Crochet border with slip stitches

Introduction

This tutorial is about finishing the edges of your weave with a border by crocheting slip stitches. This is an in depth tutorial, so you will get the best result. Visually, but also for attaching weaves to each other. I will try to explain this to you with lots of pictures. You can click on each picture or drawing to see a larger version.

I also made a video of it, but continue reading after the video link if you prefer that.

On the pictures you will see my weaving frame with 24 nails on each side, 4 corner nails and 22 nails in between them on each side to be exactly. On the drawings you see 10 nails on each side, so that’s a little bit different than my loom. But I will make that clear as much as I can where that is needed. It’s possible that your loom has another number of nails on the sides, but that doesn’t make a difference in the way to work. I will clarify things, where counting is done, or where there’s a link with the drawing.

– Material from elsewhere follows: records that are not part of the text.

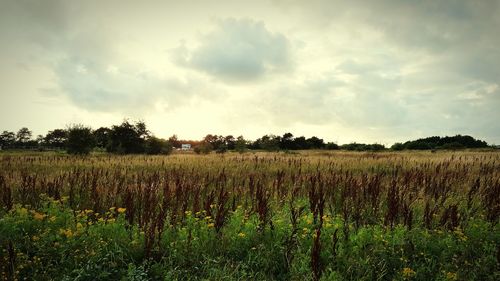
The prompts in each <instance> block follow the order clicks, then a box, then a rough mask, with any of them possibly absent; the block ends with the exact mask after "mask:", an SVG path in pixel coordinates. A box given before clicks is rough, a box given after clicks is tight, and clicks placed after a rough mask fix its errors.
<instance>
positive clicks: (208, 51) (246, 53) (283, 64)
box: [175, 18, 291, 82]
mask: <svg viewBox="0 0 500 281" xmlns="http://www.w3.org/2000/svg"><path fill="white" fill-rule="evenodd" d="M176 50H177V53H176V57H175V61H177V62H180V63H181V65H184V66H188V67H191V68H193V69H197V70H199V71H202V72H205V73H208V74H210V75H212V76H214V77H216V78H218V79H221V80H223V81H231V82H233V81H240V82H241V81H245V82H248V81H254V80H256V79H258V78H261V77H262V76H264V75H267V74H273V73H279V72H283V71H286V70H289V69H290V67H291V59H290V56H291V54H290V43H289V41H288V39H287V38H286V37H285V36H284V35H282V34H280V33H273V32H271V31H269V30H268V29H267V28H266V26H265V25H264V23H263V22H258V21H254V20H250V19H233V18H230V19H225V20H218V21H217V26H216V28H215V30H213V31H211V32H210V33H208V34H205V35H203V36H202V37H201V40H200V42H199V46H197V47H196V48H194V49H192V50H188V49H187V48H186V47H185V46H181V47H179V48H178V49H176Z"/></svg>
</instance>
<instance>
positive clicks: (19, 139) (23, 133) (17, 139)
mask: <svg viewBox="0 0 500 281" xmlns="http://www.w3.org/2000/svg"><path fill="white" fill-rule="evenodd" d="M31 136H32V132H31V131H30V130H29V129H28V128H26V127H23V128H21V129H19V131H17V134H16V140H17V142H18V143H19V144H26V143H27V142H28V141H29V140H30V139H31Z"/></svg>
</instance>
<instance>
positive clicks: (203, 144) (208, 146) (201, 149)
mask: <svg viewBox="0 0 500 281" xmlns="http://www.w3.org/2000/svg"><path fill="white" fill-rule="evenodd" d="M193 150H194V152H195V153H196V154H209V153H210V152H211V151H212V150H213V148H212V145H210V144H209V143H201V144H199V145H197V146H195V147H194V148H193Z"/></svg>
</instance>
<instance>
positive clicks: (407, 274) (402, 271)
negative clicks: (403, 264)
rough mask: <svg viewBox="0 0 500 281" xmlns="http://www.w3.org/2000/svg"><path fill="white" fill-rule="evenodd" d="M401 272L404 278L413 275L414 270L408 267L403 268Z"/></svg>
mask: <svg viewBox="0 0 500 281" xmlns="http://www.w3.org/2000/svg"><path fill="white" fill-rule="evenodd" d="M402 273H403V277H405V278H409V277H413V276H414V275H415V271H414V270H413V269H411V268H409V267H405V268H403V271H402Z"/></svg>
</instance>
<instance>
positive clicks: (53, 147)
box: [44, 129, 68, 149]
mask: <svg viewBox="0 0 500 281" xmlns="http://www.w3.org/2000/svg"><path fill="white" fill-rule="evenodd" d="M67 141H68V132H67V131H66V130H64V129H55V130H53V131H49V132H48V133H47V135H45V137H44V142H45V145H47V146H49V147H53V148H60V149H62V148H64V147H65V146H66V142H67Z"/></svg>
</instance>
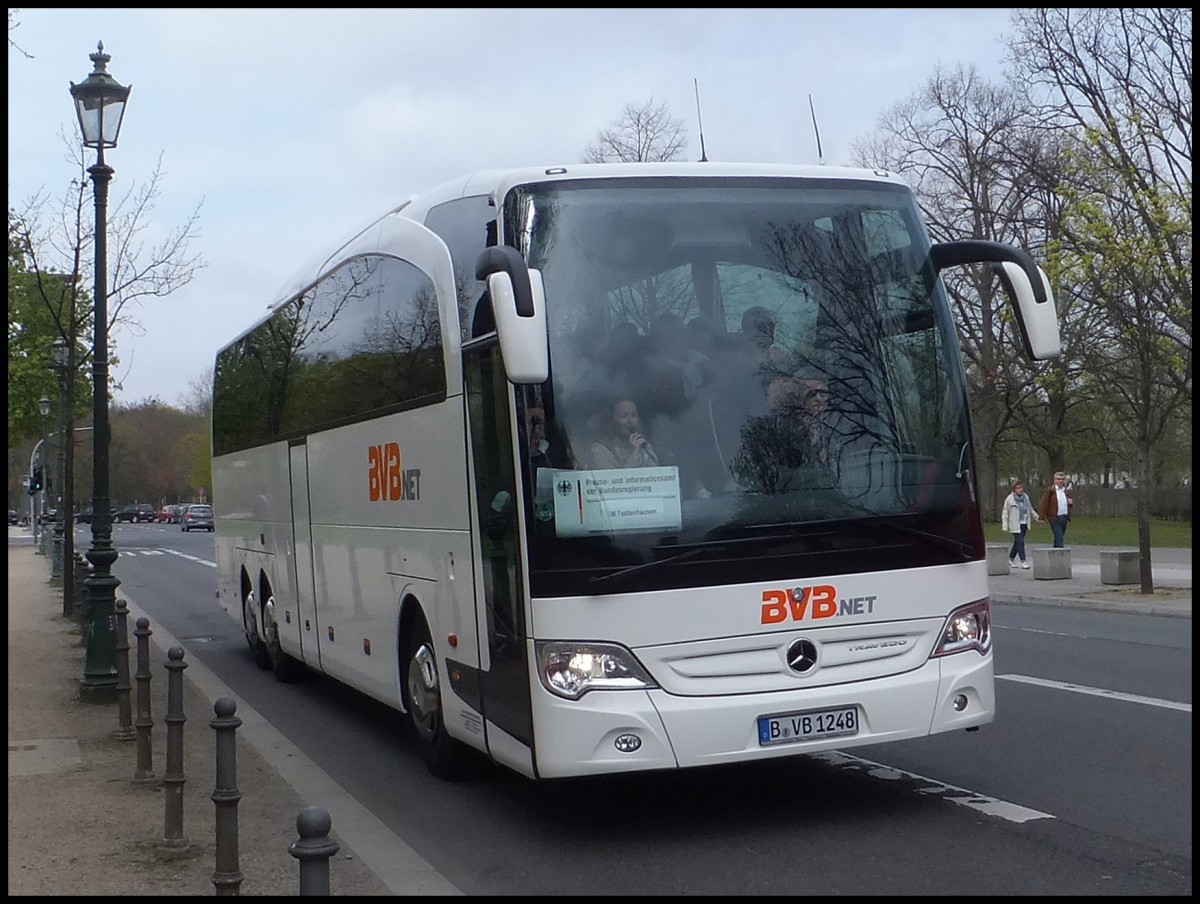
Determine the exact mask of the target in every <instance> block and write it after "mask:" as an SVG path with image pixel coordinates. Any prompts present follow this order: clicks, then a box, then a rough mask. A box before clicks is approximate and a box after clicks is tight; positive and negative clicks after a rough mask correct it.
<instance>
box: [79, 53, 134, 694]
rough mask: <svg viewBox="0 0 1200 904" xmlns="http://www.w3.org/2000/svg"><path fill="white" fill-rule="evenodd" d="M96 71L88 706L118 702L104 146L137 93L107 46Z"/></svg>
mask: <svg viewBox="0 0 1200 904" xmlns="http://www.w3.org/2000/svg"><path fill="white" fill-rule="evenodd" d="M89 59H90V60H91V61H92V65H94V67H95V68H94V70H92V72H91V74H89V76H88V78H85V79H84V80H83V83H82V84H78V85H77V84H76V83H74V82H72V83H71V96H72V97H73V98H74V104H76V114H77V115H78V116H79V130H80V132H83V146H84V148H95V149H96V163H95V164H94V166H91V167H89V168H88V173H89V174H90V175H91V181H92V186H94V188H95V196H96V267H95V270H96V274H95V275H96V285H95V289H94V291H92V294H94V297H95V298H94V300H95V305H96V307H95V316H94V318H92V319H94V324H92V325H94V328H95V339H94V341H92V351H91V376H92V395H94V399H95V408H94V414H92V424H94V425H95V431H94V432H92V442H94V445H92V497H91V547H90V549H89V550H88V561H89V562H91V564H92V571H91V574H90V575H89V576H88V579H86V581H84V587H86V589H88V603H89V611H90V618H89V623H88V652H86V657H85V660H84V669H83V680H82V681H80V682H79V696H80V698H82V699H83V700H84V701H85V702H97V704H107V702H112V701H114V700H116V682H118V677H116V588H118V586H120V581H119V580H116V577H114V576H113V563H114V562H116V550H115V549H114V547H113V514H112V507H110V504H109V498H108V443H109V429H108V234H107V232H108V184H109V181H112V179H113V168H112V167H109V166H108V164H106V163H104V149H106V148H115V146H116V136H118V134H119V133H120V131H121V119H122V118H124V116H125V102H126V101H127V100H128V96H130V88H126V86H124V85H121V84H120V83H119V82H118V80H116V79H114V78H113V77H112V76H110V74H108V70H107V66H108V61H109V60H110V59H112V56H109V55H108V54H107V53H104V43H103V42H100V43H97V44H96V53H94V54H90V55H89Z"/></svg>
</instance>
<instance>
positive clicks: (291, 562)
mask: <svg viewBox="0 0 1200 904" xmlns="http://www.w3.org/2000/svg"><path fill="white" fill-rule="evenodd" d="M288 463H289V467H288V474H289V483H290V486H292V537H290V538H289V543H288V545H289V546H290V552H292V556H290V559H292V562H290V564H289V565H288V568H289V570H290V571H292V574H290V575H289V577H290V579H292V586H293V587H295V598H296V622H298V623H296V624H287V623H284V624H281V625H280V633H281V634H287V635H289V636H293V637H299V640H300V655H299V657H298V658H299V659H300V660H301V661H304V663H305V664H306V665H308V666H310V667H312V669H319V667H320V630H319V625H318V623H317V600H316V592H314V589H313V586H314V585H313V573H312V569H313V561H312V523H311V520H310V511H308V445H307V443H305V441H304V439H299V441H293V442H292V443H290V444H289V445H288Z"/></svg>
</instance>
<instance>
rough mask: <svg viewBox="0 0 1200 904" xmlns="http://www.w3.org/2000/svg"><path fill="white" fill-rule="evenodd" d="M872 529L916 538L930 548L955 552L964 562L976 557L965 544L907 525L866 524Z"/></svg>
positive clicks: (890, 522)
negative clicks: (880, 529) (889, 532)
mask: <svg viewBox="0 0 1200 904" xmlns="http://www.w3.org/2000/svg"><path fill="white" fill-rule="evenodd" d="M866 523H868V525H869V526H870V527H886V528H888V529H889V531H895V532H896V533H902V534H907V535H908V537H916V538H917V539H918V540H924V541H925V543H928V544H929V545H930V546H937V547H938V549H942V550H946V551H948V552H953V553H955V555H958V556H960V557H961V558H962V561H964V562H970V561H971V558H972V556H973V555H974V549H973V547H971V546H968V545H967V544H965V543H959V541H958V540H955V539H952V538H949V537H943V535H942V534H936V533H929V532H928V531H920V529H918V528H916V527H908V526H907V525H896V523H893V522H892V521H884V520H880V521H874V522H871V521H869V522H866Z"/></svg>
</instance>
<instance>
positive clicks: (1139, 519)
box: [1135, 443, 1154, 593]
mask: <svg viewBox="0 0 1200 904" xmlns="http://www.w3.org/2000/svg"><path fill="white" fill-rule="evenodd" d="M1135 492H1136V493H1138V496H1136V501H1138V569H1139V574H1140V576H1141V592H1142V593H1153V592H1154V574H1153V571H1152V570H1151V561H1150V493H1151V492H1152V487H1151V485H1150V450H1148V449H1146V448H1145V445H1142V444H1141V443H1139V444H1138V489H1136V491H1135Z"/></svg>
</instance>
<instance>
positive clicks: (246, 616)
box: [241, 591, 271, 669]
mask: <svg viewBox="0 0 1200 904" xmlns="http://www.w3.org/2000/svg"><path fill="white" fill-rule="evenodd" d="M241 623H242V625H244V627H245V631H246V642H247V643H248V645H250V652H251V654H252V655H253V657H254V665H257V666H258V667H259V669H270V667H271V657H270V655H269V654H268V652H266V645H265V643H263V639H262V636H260V635H259V631H258V603H257V600H256V599H254V591H250V592H248V593H246V594H245V595H244V597H242V599H241Z"/></svg>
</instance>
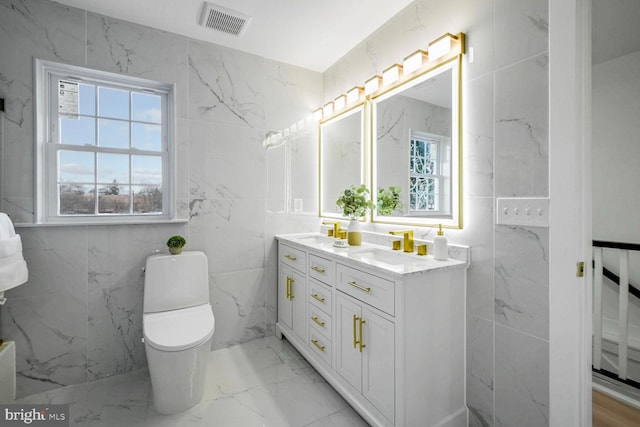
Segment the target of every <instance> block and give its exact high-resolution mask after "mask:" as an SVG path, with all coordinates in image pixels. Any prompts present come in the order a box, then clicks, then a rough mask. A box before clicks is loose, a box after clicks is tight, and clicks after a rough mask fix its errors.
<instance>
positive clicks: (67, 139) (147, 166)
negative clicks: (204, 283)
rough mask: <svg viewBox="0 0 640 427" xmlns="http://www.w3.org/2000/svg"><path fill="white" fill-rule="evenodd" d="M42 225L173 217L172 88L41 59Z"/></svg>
mask: <svg viewBox="0 0 640 427" xmlns="http://www.w3.org/2000/svg"><path fill="white" fill-rule="evenodd" d="M36 76H37V77H36V91H37V92H36V97H37V103H38V105H37V129H38V132H37V143H38V155H37V156H38V167H37V169H38V203H37V216H38V222H44V223H49V222H72V223H75V222H79V221H80V222H123V221H140V220H144V221H154V220H167V219H171V218H172V216H173V202H172V198H171V197H170V196H171V194H172V189H173V183H172V179H173V176H172V174H171V172H170V171H171V170H172V167H171V163H172V161H173V159H172V156H171V153H172V151H173V138H172V132H171V131H172V129H173V123H172V121H171V117H172V115H171V114H170V113H171V112H172V103H173V94H172V86H171V85H167V84H162V83H158V82H152V81H148V80H143V79H139V78H134V77H128V76H122V75H119V74H113V73H106V72H101V71H95V70H90V69H86V68H80V67H74V66H69V65H63V64H56V63H51V62H47V61H41V60H37V61H36Z"/></svg>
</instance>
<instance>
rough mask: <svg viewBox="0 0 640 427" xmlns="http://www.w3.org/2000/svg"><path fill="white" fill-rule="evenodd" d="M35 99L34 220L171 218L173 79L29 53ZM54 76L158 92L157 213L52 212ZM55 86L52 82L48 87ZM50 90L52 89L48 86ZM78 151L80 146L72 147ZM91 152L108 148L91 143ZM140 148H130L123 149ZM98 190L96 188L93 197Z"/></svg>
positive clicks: (117, 86)
mask: <svg viewBox="0 0 640 427" xmlns="http://www.w3.org/2000/svg"><path fill="white" fill-rule="evenodd" d="M34 68H35V73H34V75H35V101H36V105H35V107H36V154H35V162H36V165H35V168H36V181H35V187H36V188H35V193H36V201H35V214H36V223H38V224H72V225H75V224H122V223H156V222H167V221H174V220H176V203H175V177H176V173H175V108H174V105H175V101H174V85H173V84H168V83H160V82H156V81H152V80H146V79H141V78H138V77H131V76H126V75H121V74H115V73H110V72H106V71H99V70H93V69H89V68H85V67H78V66H73V65H68V64H61V63H56V62H51V61H45V60H41V59H35V61H34ZM58 79H62V80H67V81H77V82H79V83H82V82H83V81H84V82H86V83H88V84H99V85H105V86H110V87H120V88H124V89H129V90H134V91H140V92H144V93H154V94H157V95H161V96H162V98H163V121H165V127H164V132H163V136H162V139H163V141H162V144H163V148H162V152H161V157H162V159H163V161H162V164H163V170H162V197H163V200H162V213H153V214H147V213H141V214H135V213H134V214H100V213H98V212H96V213H94V214H86V215H80V214H77V215H60V214H59V213H58V195H57V191H58V190H57V167H58V161H57V157H58V156H57V153H58V151H59V150H60V149H61V148H60V147H57V146H55V145H54V144H58V134H59V130H58V126H59V120H58V119H59V114H58V103H57V96H54V95H55V94H56V93H57V85H56V84H55V83H54V82H57V81H58ZM54 86H55V87H54ZM54 91H56V92H54ZM74 149H76V151H82V150H83V148H82V146H77V147H74ZM91 151H93V152H109V150H108V149H105V150H102V149H100V148H97V147H93V148H91ZM136 154H141V155H144V154H145V152H144V151H141V150H136V149H134V148H131V149H130V150H129V155H130V156H131V155H136ZM97 197H98V194H97V193H96V198H97Z"/></svg>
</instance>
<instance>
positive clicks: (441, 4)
mask: <svg viewBox="0 0 640 427" xmlns="http://www.w3.org/2000/svg"><path fill="white" fill-rule="evenodd" d="M548 22H549V20H548V1H547V0H479V1H478V0H454V1H448V2H436V1H431V0H416V1H414V2H413V3H412V4H411V5H410V6H409V7H408V8H407V9H405V10H404V11H403V12H402V13H400V14H399V15H398V16H396V17H395V18H394V19H393V20H391V21H389V22H387V23H386V24H385V26H383V27H382V28H380V29H379V30H378V31H377V32H375V33H374V34H372V35H371V36H370V37H369V38H367V39H366V40H365V41H363V42H362V43H361V44H360V45H358V46H356V47H354V49H353V50H352V51H351V52H349V53H348V54H347V55H346V56H345V57H343V58H342V59H341V60H340V61H338V62H337V63H336V64H334V65H333V66H332V67H330V68H329V69H328V70H327V71H325V73H324V75H323V78H324V98H325V100H330V99H333V98H335V97H336V96H337V95H339V94H340V93H344V92H345V91H346V90H348V89H349V88H351V87H353V86H354V85H356V84H362V83H363V82H364V81H365V80H367V79H368V78H369V77H371V76H372V75H374V74H381V72H382V71H383V70H384V69H385V68H386V67H387V66H389V65H391V64H393V63H397V62H400V61H401V60H402V58H404V57H405V56H406V55H408V54H409V53H411V52H413V51H415V50H416V49H419V48H422V49H424V48H426V46H427V43H428V42H429V41H430V40H434V39H435V38H437V37H438V36H440V35H441V34H443V33H445V32H450V33H457V32H460V31H463V32H465V33H466V34H467V41H468V46H470V47H472V48H473V49H474V60H473V62H472V63H470V62H469V61H468V57H467V58H466V59H465V62H464V65H463V81H464V83H463V132H464V133H463V161H464V202H463V203H464V229H463V230H459V231H448V232H447V235H448V237H449V241H450V242H453V243H459V244H464V245H469V246H470V247H471V268H470V269H469V272H468V283H467V301H466V303H467V327H468V331H467V403H468V406H469V410H470V412H469V414H470V416H469V425H470V426H473V427H475V426H483V427H484V426H518V427H528V426H546V425H548V424H549V419H548V418H549V417H548V413H549V405H548V403H549V402H548V400H549V398H548V386H549V358H548V351H549V302H548V301H549V260H548V249H549V242H548V240H549V237H548V229H543V228H526V227H508V226H497V225H495V220H494V218H495V212H494V210H495V199H496V198H497V197H548V196H549V182H548V174H549V173H548V170H549V141H548V111H549V108H548V97H547V92H548V71H549V60H548V50H549V47H548ZM375 228H376V229H379V230H377V231H383V230H386V229H387V228H388V227H382V226H376V227H375ZM417 235H418V236H420V238H426V239H431V238H433V236H434V235H435V233H434V230H432V229H418V231H417Z"/></svg>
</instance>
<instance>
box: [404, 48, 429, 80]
mask: <svg viewBox="0 0 640 427" xmlns="http://www.w3.org/2000/svg"><path fill="white" fill-rule="evenodd" d="M428 60H429V55H428V54H427V52H425V51H424V50H420V49H418V50H416V51H415V52H413V53H412V54H411V55H409V56H407V57H406V58H404V60H403V61H402V71H403V72H404V74H411V73H413V72H414V71H416V70H419V69H420V68H422V64H424V63H425V62H427V61H428Z"/></svg>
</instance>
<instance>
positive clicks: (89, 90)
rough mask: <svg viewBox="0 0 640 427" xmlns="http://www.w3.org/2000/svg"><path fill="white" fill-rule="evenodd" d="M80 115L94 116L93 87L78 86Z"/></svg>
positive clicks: (95, 89)
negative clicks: (78, 90)
mask: <svg viewBox="0 0 640 427" xmlns="http://www.w3.org/2000/svg"><path fill="white" fill-rule="evenodd" d="M78 101H79V108H80V114H85V115H87V116H95V115H96V87H95V86H94V85H86V84H82V83H81V84H80V99H79V100H78Z"/></svg>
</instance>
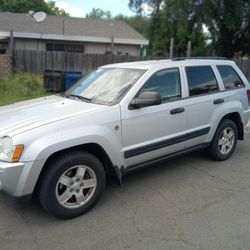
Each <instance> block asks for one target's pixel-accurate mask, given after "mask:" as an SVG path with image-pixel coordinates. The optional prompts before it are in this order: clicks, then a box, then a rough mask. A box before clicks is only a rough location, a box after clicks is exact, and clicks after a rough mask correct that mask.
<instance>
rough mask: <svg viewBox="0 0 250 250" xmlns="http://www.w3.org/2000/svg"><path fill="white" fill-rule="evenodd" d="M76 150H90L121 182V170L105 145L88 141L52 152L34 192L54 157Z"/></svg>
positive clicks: (35, 188)
mask: <svg viewBox="0 0 250 250" xmlns="http://www.w3.org/2000/svg"><path fill="white" fill-rule="evenodd" d="M75 151H82V152H88V153H90V154H92V155H94V156H95V157H96V158H98V159H99V160H100V162H101V163H102V165H103V167H104V170H105V173H106V175H108V176H112V177H115V178H117V179H118V180H119V181H120V182H121V172H120V170H119V168H118V167H117V166H115V165H114V164H113V163H112V160H111V159H110V157H109V156H108V154H107V153H106V151H105V150H104V149H103V147H102V146H100V145H99V144H97V143H87V144H82V145H78V146H74V147H70V148H66V149H62V150H59V151H57V152H54V153H52V154H51V155H50V156H49V157H48V158H47V160H46V161H45V163H44V165H43V168H42V170H41V172H40V174H39V177H38V179H37V182H36V185H35V188H34V192H33V193H36V191H37V189H38V188H39V185H40V183H41V180H42V178H43V176H44V174H45V173H46V171H47V169H48V167H49V163H50V162H51V161H53V160H54V159H56V158H57V157H60V155H63V154H65V153H70V152H75Z"/></svg>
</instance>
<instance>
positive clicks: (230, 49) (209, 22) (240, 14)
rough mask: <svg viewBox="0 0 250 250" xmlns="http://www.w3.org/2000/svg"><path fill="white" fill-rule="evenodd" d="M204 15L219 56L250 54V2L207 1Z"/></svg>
mask: <svg viewBox="0 0 250 250" xmlns="http://www.w3.org/2000/svg"><path fill="white" fill-rule="evenodd" d="M203 13H204V23H206V25H207V27H208V29H209V32H210V34H211V39H212V41H213V45H214V48H215V50H216V53H217V54H218V55H221V56H227V57H232V56H233V54H234V53H235V52H238V51H242V52H243V53H248V54H250V46H249V42H250V0H227V1H225V0H224V1H223V0H205V1H204V3H203ZM205 13H206V15H205Z"/></svg>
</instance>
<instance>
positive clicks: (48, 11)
mask: <svg viewBox="0 0 250 250" xmlns="http://www.w3.org/2000/svg"><path fill="white" fill-rule="evenodd" d="M29 10H33V11H35V12H36V11H44V12H46V13H47V14H49V15H63V16H68V15H69V14H68V13H66V12H65V11H64V10H63V9H59V8H58V7H56V5H55V2H53V1H49V2H45V1H44V0H0V11H2V12H6V11H8V12H14V13H28V12H29Z"/></svg>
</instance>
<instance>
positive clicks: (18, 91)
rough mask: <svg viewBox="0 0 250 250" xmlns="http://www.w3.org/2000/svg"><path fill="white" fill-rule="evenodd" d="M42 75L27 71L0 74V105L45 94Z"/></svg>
mask: <svg viewBox="0 0 250 250" xmlns="http://www.w3.org/2000/svg"><path fill="white" fill-rule="evenodd" d="M46 94H47V93H46V91H45V89H44V88H43V77H42V76H40V75H33V74H28V73H17V74H15V75H10V76H0V105H5V104H9V103H13V102H18V101H22V100H27V99H32V98H36V97H41V96H45V95H46Z"/></svg>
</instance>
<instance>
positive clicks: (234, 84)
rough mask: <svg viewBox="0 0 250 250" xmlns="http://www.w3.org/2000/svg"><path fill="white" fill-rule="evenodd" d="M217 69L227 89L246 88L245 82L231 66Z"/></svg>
mask: <svg viewBox="0 0 250 250" xmlns="http://www.w3.org/2000/svg"><path fill="white" fill-rule="evenodd" d="M217 69H218V71H219V73H220V75H221V78H222V81H223V83H224V86H225V89H237V88H242V87H244V83H243V81H242V80H241V79H240V77H239V76H238V74H237V73H236V72H235V70H234V69H233V68H232V67H231V66H228V65H223V66H217Z"/></svg>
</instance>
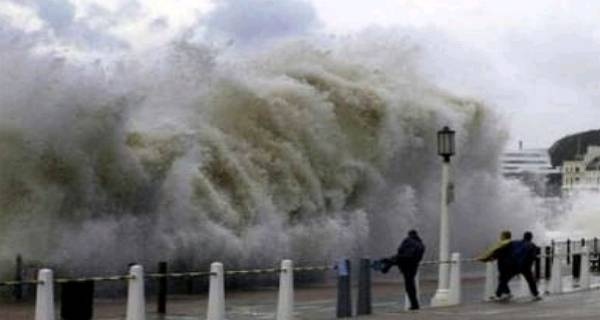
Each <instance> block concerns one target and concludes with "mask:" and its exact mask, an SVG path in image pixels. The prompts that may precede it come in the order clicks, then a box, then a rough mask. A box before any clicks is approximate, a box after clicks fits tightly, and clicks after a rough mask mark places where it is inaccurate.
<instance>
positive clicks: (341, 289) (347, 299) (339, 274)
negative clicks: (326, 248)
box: [337, 259, 352, 318]
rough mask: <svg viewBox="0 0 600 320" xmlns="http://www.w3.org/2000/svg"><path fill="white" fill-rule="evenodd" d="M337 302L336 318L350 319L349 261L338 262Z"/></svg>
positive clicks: (350, 311) (349, 280)
mask: <svg viewBox="0 0 600 320" xmlns="http://www.w3.org/2000/svg"><path fill="white" fill-rule="evenodd" d="M337 272H338V297H337V298H338V301H337V317H338V318H350V317H352V294H351V291H350V260H348V259H343V260H340V261H339V262H338V265H337Z"/></svg>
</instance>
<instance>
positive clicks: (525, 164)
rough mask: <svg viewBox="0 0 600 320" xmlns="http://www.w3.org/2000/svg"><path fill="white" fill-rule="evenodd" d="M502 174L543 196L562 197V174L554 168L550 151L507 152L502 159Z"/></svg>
mask: <svg viewBox="0 0 600 320" xmlns="http://www.w3.org/2000/svg"><path fill="white" fill-rule="evenodd" d="M500 161H501V166H502V167H501V170H502V174H503V175H504V176H505V177H508V178H515V179H519V180H521V181H522V182H523V183H524V184H525V185H527V186H529V187H530V188H531V189H532V191H533V192H535V193H536V194H538V195H541V196H558V195H560V182H561V179H560V177H561V172H560V170H559V169H558V168H555V167H553V166H552V164H551V162H550V156H549V154H548V149H543V148H531V149H524V148H523V142H522V141H519V149H517V150H511V151H507V152H505V153H504V154H502V157H501V160H500Z"/></svg>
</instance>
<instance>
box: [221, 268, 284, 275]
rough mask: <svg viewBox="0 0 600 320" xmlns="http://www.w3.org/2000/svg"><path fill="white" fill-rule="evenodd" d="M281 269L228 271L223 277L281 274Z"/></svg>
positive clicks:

This tutorial is split into several pages, because it has a lot of pictures and drawings. You will find the buttons to skip to the next or the previous page on the bottom of each page.

The crocheting of the sides is done while the weave is still on the loom.

The goal: the same number of crochet stitches on each side

The weave - loops numbered
The weave – loops numbered

This is a drawing that I made for explaining how to weave (see here for the tutorial). I marked the corners (ABCD), and I numbered the loops that are around the nails. In this example you see that you have 10 nails (the black circles) on each side. Or to be exact : 4 corner nails with 8 nails in between them on each side. You see that there are 9 side loops on the top, on the left only 8, 9 at the bottom, and 9 at the right side. And that actually is not what you want for a crochet border.


Preferably you would like to make a stitch around each nail, and 2 on each corner nail (which is 1 for each side), so that you will end up with 10 stitches on each side. I showed that in the next drawing. But to accomplish that, you have to make some ‘adjustments’. And you have to start at the right place.

Look especially at the last page, because it’s very important what you have to do there!

 

10 Stitches on each side
10 Stitches on each side

The start

The starting corner is corner A. That’s the place where, at the start of the weaving, the thread goes around the 2 top right nails. The reason that you have to start there will get clear at the end of this tutorial.


Making a slip stitch

First I will explain how to make the crochet stitches. You start with making a slip knot and putting that on your crochet hook:

Slipknot on crochet hook
Slipknot on crochet hook

Next you put your hook through the first corner loop (at nr 1): 

Crochet hook through the corner loop
Crochet hook through the corner loop

Put the yarn (that goes to the ball) over your hook: 

Yarn over the crochet hook
Yarn over the crochet hook

Pull the yarn through the corner loop. You now have 2 loops on your hook.

Yarn pulled through first corner loop
Yarn pulled through first corner loop

Now pull the 2nd loop, the last one you made that is nearest to the tip of your hook, through the 1st loop of the slip knot. This is how the result looks:

First slip stitch made
First slip stitch made

Next you do the same thing with the border loop around the 2nd nail. Put the hook through the 2nd sideloop:

Crochet hook through 2nd sideloop
Crochet hook through 2nd sideloop

Again put the yarn over the hook:

Yarn over the crochet hook
Yarn over the crochet hook

Pull the yarn through the 2nd sideloop:

Yarn pulled through 2nd sideloop
Yarn pulled through 2nd sideloop

And again pull the 2nd loop on the hook through the 1st loop. This is how the result looks:

Second slip stitch made
Second slip stitch made

This is how it looks when you view it from the top:

2 slip stitches, top view
2 slip stitches, top view
1st stitch marked
1st stitch marked

You can clearly see 2 V-shapes. In the 2nd picture I put a stitch marker into the 1st stitch. That makes it easier for explaining, but it’s also easier for counting and to prevent you to go wrong.


Now make a slip stitch in each sideloop.